7eleven · 20/03/2022 14:37

Going out without wearing a vest.

Tillymintpolo · 20/03/2022 14:57

A vest and a slip

whitewashing · 20/03/2022 16:04

Nothing. My grandmother was very open-minded, she may not have liked or understood the ‘modern world’ but she knew the world moved on and accepted it. She’d shrug her shoulders and say ‘well, that’s how things are today’ After coming through 2 world wars, nothing much fazed her!

Xpologog · 20/03/2022 16:36

I only knew one grandmother and she died when I was 10 but I think she’d be quite pleased that I got a degree, and a higher degree, ran my own business and both my DDs also went to Uni.
She was divorced ( or so we thought, turned out she never was and her DH had bigamously remarried) brought her son up without any input from his father. She must have struggled financially and emotionally. My mother never liked her, bad mouthed her to all and sundry, which makes me sad. I think she had a tough life and she’d be happy to know women have more choices now.

ThinkAboutItTomorrow · 20/03/2022 16:40

My nana was an alcoholic smoker who got up the duff at 16. So she'd not be fussed about a lot of the 'shocking' things upthread.

She was a geordie and loved getting dolled up so might be shocked by how casual Londoners are for a night out.

Calandor · 20/03/2022 18:16

I live in sin - have done for 8 years - one grandma would hate that 😂

Im vegetarian - same gran would find that stupid.

My partner does all the laundry - they'd both be baffled with that.

Madbadandusuallysad · 20/03/2022 18:34

Not ironing the bath or hand towels

Wedonttalkaboutboris · 20/03/2022 18:41

That I don’t starch and iron my dp and dd’s clothes each week. That I don’t have dinner ready and on the table for dp every single night when he finishes work. That I sometimes leave the house without make up on. That I don’t style my hair every day. That I let my dd eat in front of the TV and that sometimes as a family we don’t eat at the table. That I’m about to have my second baby out of wedlock!
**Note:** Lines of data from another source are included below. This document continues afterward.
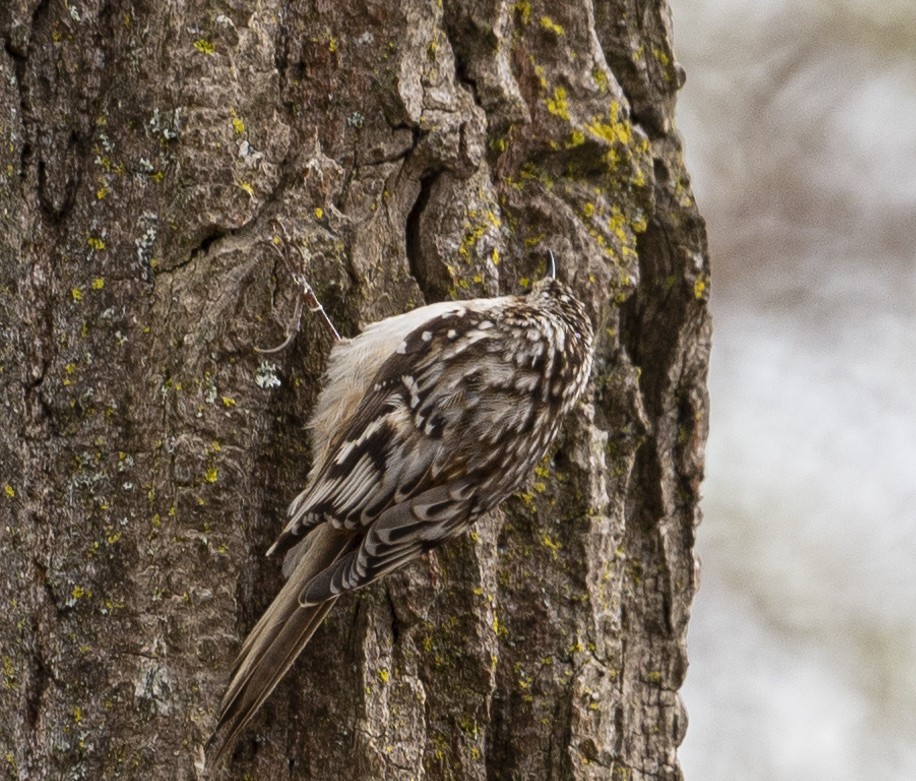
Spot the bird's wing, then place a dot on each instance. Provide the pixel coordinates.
(394, 447)
(402, 532)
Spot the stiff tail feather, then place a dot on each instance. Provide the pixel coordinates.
(277, 639)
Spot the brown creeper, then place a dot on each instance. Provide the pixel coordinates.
(426, 421)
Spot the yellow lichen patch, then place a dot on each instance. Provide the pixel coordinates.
(558, 105)
(523, 9)
(551, 26)
(601, 79)
(576, 138)
(554, 546)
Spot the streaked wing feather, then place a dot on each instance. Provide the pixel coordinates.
(401, 533)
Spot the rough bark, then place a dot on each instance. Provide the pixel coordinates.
(416, 150)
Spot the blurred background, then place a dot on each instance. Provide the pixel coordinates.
(800, 128)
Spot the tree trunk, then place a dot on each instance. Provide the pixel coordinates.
(152, 157)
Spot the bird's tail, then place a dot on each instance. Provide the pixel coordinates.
(275, 642)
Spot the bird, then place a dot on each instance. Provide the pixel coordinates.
(426, 421)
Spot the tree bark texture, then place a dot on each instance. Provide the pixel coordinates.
(151, 157)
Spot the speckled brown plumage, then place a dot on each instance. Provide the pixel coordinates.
(427, 420)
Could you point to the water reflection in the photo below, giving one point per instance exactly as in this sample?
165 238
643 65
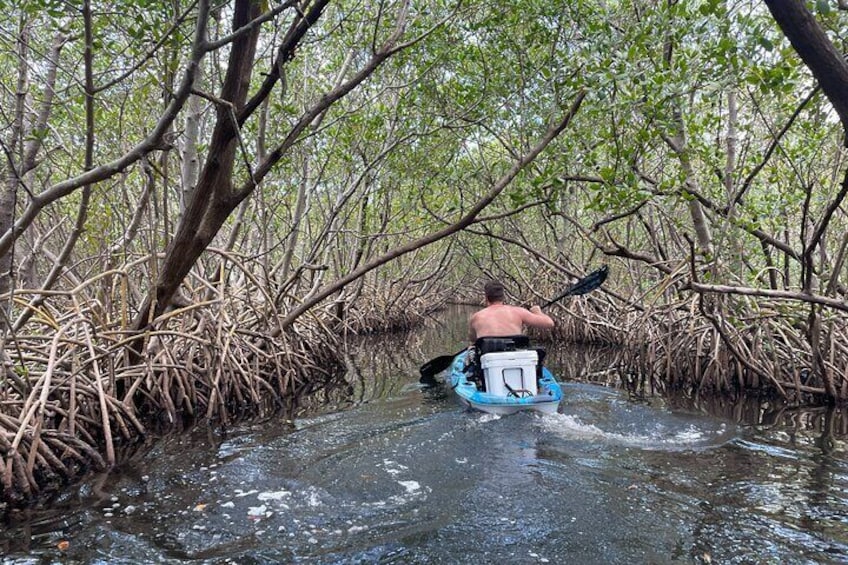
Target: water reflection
379 469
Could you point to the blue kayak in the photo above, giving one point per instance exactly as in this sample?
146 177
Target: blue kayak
545 399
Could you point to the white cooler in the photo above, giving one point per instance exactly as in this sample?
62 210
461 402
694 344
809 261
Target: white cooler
514 368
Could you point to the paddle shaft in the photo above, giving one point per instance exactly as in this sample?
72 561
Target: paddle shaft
587 284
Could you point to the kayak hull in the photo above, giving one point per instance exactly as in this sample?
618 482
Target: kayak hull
546 401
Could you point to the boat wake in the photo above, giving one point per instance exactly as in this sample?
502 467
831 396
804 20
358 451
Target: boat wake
663 435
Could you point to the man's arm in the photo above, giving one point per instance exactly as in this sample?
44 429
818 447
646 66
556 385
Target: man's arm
537 319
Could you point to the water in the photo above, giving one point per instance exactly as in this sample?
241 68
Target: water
397 473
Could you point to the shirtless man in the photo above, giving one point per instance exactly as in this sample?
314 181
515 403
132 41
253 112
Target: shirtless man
500 320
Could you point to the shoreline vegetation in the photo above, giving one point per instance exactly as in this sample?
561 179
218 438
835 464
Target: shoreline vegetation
200 200
76 403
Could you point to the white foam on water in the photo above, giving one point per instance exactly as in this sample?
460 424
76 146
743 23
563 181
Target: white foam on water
276 495
411 487
571 428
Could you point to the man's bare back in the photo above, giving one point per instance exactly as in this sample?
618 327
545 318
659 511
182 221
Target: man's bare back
499 320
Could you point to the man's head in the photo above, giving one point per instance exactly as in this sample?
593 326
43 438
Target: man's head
494 292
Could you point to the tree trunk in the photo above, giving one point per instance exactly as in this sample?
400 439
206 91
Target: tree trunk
810 41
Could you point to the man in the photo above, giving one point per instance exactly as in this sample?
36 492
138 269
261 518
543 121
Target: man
501 320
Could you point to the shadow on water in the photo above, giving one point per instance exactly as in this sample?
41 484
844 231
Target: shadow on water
383 470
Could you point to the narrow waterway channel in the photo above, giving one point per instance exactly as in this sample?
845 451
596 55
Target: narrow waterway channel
385 471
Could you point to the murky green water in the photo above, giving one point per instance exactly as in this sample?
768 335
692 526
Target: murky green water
399 474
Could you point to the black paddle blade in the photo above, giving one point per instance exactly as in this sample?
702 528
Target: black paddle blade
585 285
435 366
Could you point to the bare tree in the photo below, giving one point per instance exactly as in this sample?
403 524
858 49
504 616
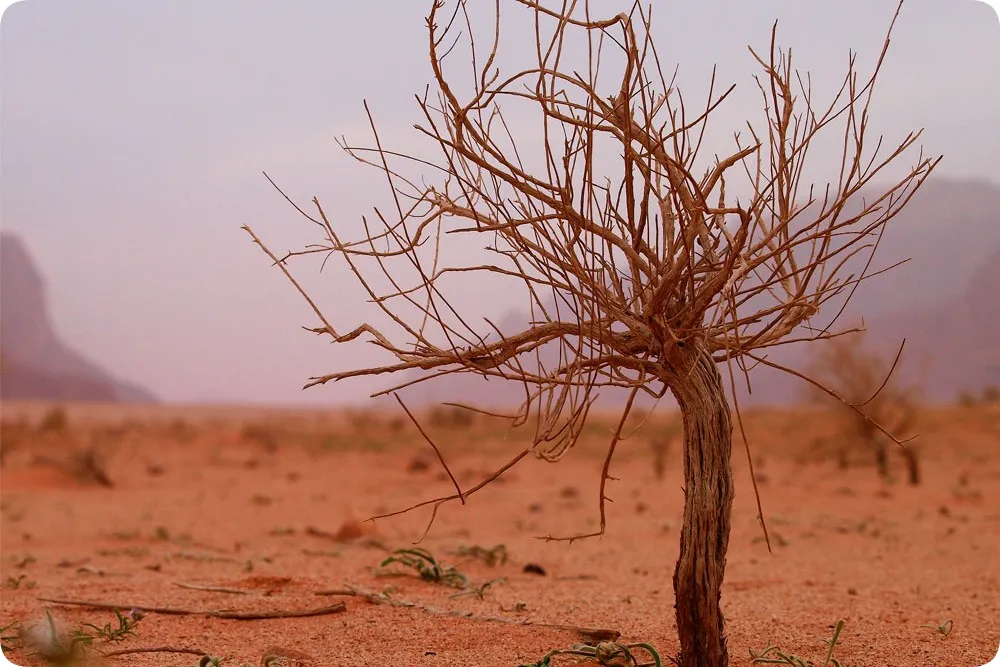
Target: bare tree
640 272
871 394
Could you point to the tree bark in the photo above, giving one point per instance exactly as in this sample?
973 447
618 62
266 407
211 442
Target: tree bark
708 502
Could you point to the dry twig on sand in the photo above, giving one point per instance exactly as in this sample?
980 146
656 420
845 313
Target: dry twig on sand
231 615
588 634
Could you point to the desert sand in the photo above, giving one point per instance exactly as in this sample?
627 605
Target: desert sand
271 506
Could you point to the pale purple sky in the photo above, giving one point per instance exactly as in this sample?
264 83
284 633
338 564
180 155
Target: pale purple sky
134 135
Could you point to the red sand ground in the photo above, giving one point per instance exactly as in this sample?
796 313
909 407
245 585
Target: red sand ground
200 504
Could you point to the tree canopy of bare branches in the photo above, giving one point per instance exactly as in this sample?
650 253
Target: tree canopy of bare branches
583 173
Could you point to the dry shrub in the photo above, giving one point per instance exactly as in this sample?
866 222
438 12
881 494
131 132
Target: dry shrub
642 268
870 395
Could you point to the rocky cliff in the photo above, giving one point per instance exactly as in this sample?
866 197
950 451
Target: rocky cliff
37 363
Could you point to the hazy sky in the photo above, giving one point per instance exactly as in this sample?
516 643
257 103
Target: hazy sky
134 135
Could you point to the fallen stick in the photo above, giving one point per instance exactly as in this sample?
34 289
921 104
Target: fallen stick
229 615
159 649
211 589
589 634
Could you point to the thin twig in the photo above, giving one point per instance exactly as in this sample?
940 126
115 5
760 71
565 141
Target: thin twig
212 589
589 634
158 649
230 615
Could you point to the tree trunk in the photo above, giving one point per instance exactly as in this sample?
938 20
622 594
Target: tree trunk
912 465
708 503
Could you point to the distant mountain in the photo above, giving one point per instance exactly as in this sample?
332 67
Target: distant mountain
36 364
943 301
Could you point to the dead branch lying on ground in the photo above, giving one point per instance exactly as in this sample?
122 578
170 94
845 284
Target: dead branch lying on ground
588 634
210 613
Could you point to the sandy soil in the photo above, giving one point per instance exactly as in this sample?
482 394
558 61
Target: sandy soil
199 498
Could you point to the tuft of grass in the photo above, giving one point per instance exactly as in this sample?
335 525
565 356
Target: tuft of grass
610 654
427 567
772 655
479 591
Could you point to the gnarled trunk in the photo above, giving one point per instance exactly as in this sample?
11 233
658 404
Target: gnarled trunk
708 503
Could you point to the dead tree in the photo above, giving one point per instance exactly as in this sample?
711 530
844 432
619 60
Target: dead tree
870 394
641 270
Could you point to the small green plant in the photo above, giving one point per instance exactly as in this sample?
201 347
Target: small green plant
609 654
944 629
45 641
772 655
427 567
492 557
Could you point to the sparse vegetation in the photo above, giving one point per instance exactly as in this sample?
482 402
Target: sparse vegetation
639 274
870 402
608 654
772 655
427 567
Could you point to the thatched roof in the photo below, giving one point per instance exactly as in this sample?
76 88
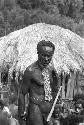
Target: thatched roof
20 47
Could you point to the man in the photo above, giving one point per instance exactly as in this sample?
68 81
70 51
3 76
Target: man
40 81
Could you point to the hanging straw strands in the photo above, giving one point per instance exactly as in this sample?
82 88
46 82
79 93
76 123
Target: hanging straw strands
20 47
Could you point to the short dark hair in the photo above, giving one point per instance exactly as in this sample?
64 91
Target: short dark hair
45 43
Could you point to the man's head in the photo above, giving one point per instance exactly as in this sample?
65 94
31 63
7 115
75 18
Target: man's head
45 50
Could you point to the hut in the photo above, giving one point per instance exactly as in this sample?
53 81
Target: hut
19 49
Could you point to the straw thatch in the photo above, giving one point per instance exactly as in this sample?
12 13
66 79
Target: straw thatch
19 47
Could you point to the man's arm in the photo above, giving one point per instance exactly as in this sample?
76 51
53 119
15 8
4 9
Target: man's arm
23 91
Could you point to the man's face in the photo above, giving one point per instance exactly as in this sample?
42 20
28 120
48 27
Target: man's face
44 59
45 56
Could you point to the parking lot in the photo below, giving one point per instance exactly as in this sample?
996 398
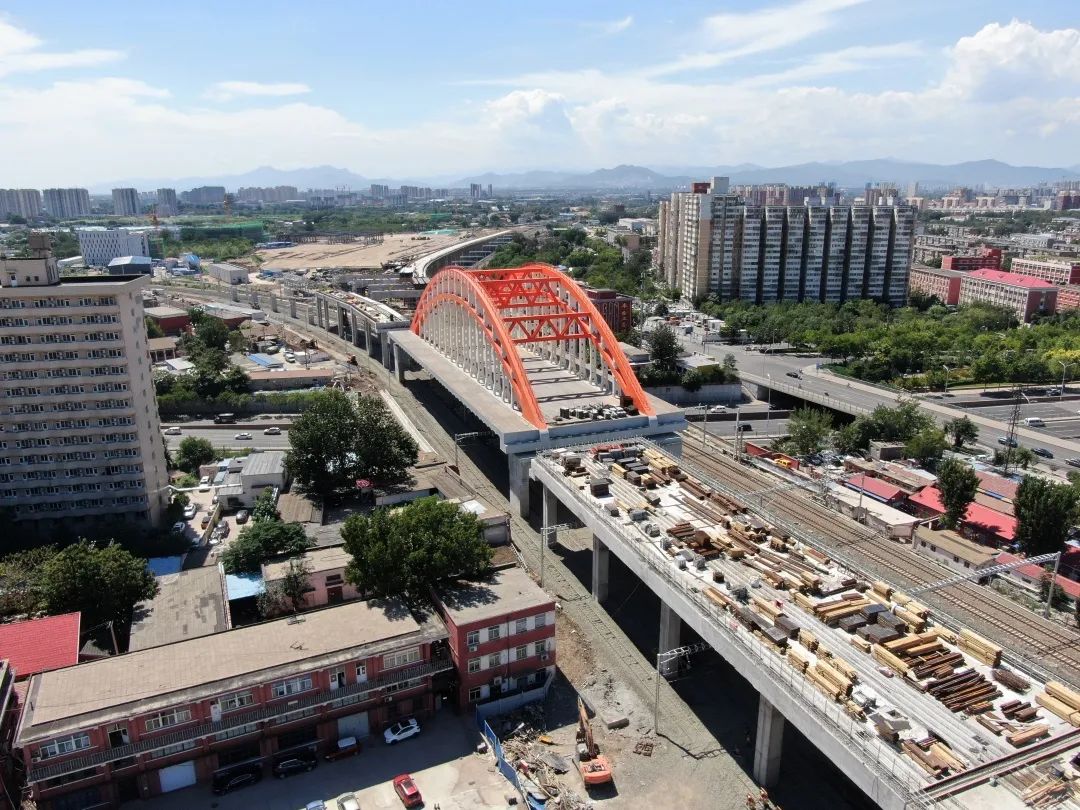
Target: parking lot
442 760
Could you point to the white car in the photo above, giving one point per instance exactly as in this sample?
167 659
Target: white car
402 730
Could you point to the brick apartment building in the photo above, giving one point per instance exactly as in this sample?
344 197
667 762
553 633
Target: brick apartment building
166 717
1024 295
943 284
501 635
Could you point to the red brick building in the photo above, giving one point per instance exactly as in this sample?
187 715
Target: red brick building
166 717
501 635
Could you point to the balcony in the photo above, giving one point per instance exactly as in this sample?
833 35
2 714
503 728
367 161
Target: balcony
42 770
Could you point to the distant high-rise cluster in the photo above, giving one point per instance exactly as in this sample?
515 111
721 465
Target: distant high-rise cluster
713 242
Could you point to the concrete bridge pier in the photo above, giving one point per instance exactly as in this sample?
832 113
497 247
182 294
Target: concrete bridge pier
671 632
602 558
768 743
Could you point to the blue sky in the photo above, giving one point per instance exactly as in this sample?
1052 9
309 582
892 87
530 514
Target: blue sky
109 90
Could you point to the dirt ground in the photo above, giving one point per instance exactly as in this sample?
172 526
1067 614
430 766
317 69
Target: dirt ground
397 246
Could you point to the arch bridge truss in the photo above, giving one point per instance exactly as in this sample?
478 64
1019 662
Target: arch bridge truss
483 320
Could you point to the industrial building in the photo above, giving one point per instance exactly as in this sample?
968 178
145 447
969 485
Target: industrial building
712 242
81 435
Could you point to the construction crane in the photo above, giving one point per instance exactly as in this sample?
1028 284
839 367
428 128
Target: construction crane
595 769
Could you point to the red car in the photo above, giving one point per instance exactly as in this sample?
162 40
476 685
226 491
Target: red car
407 791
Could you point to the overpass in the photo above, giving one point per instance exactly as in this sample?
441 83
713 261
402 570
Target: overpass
527 352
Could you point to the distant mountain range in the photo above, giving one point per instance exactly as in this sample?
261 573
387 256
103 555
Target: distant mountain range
846 174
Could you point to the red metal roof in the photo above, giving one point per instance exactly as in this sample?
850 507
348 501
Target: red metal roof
39 645
977 515
1006 278
875 487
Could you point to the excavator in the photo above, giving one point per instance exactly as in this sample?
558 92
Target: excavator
595 769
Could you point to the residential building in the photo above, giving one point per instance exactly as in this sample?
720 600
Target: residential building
67 203
162 718
501 634
24 202
125 202
712 242
81 436
40 645
167 205
1025 296
942 284
100 245
617 308
326 581
985 258
1056 271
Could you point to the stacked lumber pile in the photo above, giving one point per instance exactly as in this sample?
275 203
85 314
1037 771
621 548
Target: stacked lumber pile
980 648
1061 701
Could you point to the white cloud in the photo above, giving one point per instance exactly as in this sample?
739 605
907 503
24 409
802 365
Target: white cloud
19 53
228 91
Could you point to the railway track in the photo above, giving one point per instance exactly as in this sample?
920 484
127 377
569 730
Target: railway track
1015 626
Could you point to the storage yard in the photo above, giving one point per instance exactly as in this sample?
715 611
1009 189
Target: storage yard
936 702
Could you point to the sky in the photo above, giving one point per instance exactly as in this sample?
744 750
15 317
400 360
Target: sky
110 90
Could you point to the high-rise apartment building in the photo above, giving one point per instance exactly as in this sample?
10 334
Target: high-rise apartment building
712 242
167 206
125 202
81 440
100 245
24 202
67 203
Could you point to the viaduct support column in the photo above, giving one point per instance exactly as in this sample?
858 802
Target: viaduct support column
768 743
601 559
520 483
671 631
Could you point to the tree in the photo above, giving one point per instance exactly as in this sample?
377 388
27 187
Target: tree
260 541
958 485
808 429
334 443
104 582
962 430
1044 512
926 446
406 552
192 454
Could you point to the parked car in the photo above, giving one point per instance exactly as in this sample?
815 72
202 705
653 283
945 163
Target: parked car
235 779
299 763
407 791
347 746
402 730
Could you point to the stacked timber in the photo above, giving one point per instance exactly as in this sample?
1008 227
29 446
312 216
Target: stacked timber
980 648
1062 701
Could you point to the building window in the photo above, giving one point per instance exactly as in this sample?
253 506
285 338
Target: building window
64 745
284 688
164 719
401 658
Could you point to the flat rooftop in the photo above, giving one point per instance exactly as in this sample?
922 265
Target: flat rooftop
112 688
509 590
189 605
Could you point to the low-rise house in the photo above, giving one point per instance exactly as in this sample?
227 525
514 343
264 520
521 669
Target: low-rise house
160 719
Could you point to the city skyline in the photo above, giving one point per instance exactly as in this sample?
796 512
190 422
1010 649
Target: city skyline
773 84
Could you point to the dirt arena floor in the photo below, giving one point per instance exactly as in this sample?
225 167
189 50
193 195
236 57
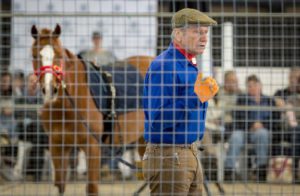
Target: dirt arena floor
128 188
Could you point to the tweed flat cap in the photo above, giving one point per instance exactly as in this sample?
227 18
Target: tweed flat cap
188 16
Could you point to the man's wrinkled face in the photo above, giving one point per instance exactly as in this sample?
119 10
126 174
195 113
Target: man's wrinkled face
254 88
194 39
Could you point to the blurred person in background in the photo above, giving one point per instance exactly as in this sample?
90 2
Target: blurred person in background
289 132
219 120
33 140
18 83
98 55
252 125
283 94
7 121
6 86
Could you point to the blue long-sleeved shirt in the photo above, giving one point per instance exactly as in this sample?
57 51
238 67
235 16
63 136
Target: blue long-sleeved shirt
173 112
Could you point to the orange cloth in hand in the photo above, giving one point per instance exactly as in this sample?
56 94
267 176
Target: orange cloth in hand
205 88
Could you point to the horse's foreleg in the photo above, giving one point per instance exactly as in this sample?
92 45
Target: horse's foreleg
93 158
60 156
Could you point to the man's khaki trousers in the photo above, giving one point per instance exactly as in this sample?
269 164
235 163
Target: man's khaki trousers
173 170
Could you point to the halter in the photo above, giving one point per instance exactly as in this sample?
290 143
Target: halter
56 70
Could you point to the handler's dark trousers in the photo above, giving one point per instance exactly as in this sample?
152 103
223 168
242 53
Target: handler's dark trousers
173 169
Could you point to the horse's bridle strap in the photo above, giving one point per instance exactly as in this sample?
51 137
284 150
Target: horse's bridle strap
53 69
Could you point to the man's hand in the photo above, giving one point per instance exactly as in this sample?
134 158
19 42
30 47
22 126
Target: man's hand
205 89
257 125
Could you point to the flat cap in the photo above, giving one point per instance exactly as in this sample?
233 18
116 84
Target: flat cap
189 16
97 34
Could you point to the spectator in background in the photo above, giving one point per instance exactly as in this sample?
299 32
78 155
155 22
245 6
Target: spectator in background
30 129
6 86
253 123
98 55
7 121
294 102
18 83
228 98
219 119
7 126
292 89
288 98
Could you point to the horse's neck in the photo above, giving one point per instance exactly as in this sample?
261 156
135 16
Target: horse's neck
75 70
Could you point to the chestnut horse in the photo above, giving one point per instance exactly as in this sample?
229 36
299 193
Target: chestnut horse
69 114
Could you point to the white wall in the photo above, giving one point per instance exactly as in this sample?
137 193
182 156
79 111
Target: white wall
125 36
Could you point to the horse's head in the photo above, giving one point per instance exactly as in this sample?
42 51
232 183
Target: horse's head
48 54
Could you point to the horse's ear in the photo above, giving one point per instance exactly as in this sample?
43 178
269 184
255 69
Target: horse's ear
56 31
34 32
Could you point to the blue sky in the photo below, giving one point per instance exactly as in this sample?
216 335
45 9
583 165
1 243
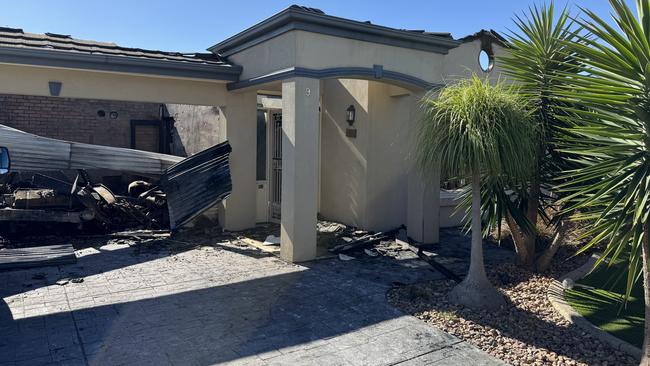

I don’t think she would be appalled by some of these necessarily but more shocked at how expectations for women have changed.

Wedonttalkaboutboris · 20/03/2022 18:47

This thread has also strangely reminded me of going on holiday to the outer Hebrides in Scotland when I was only about 10. We stayed at a bed and breakfast run by a very old school lady in her 70’s. She was baffled by my dad asking for an iron and then stunned that my dad could actually use an iron. She had never seen a man iron in her entire life before. She literally stood and watched him iron in a mixture of suspicion and amazement Grin

Mummapenguin20 · 20/03/2022 22:25

My nana is shocked i dont have set meal times

PinkArt · 21/03/2022 00:15

The cost of literally everything! I think her idea of what things cost stalled some time in the 70s and so any time anyone mentioned a cost it got a 'HOW MUCH??!' or a 'SCANDALOUS!'. We all basically lied about what we earned, or how much our homes cost, or what a new item of clothing cost as she might have combust.
She was utterly brilliant, one of the most inherently amusing people I've ever met, and I miss her loads.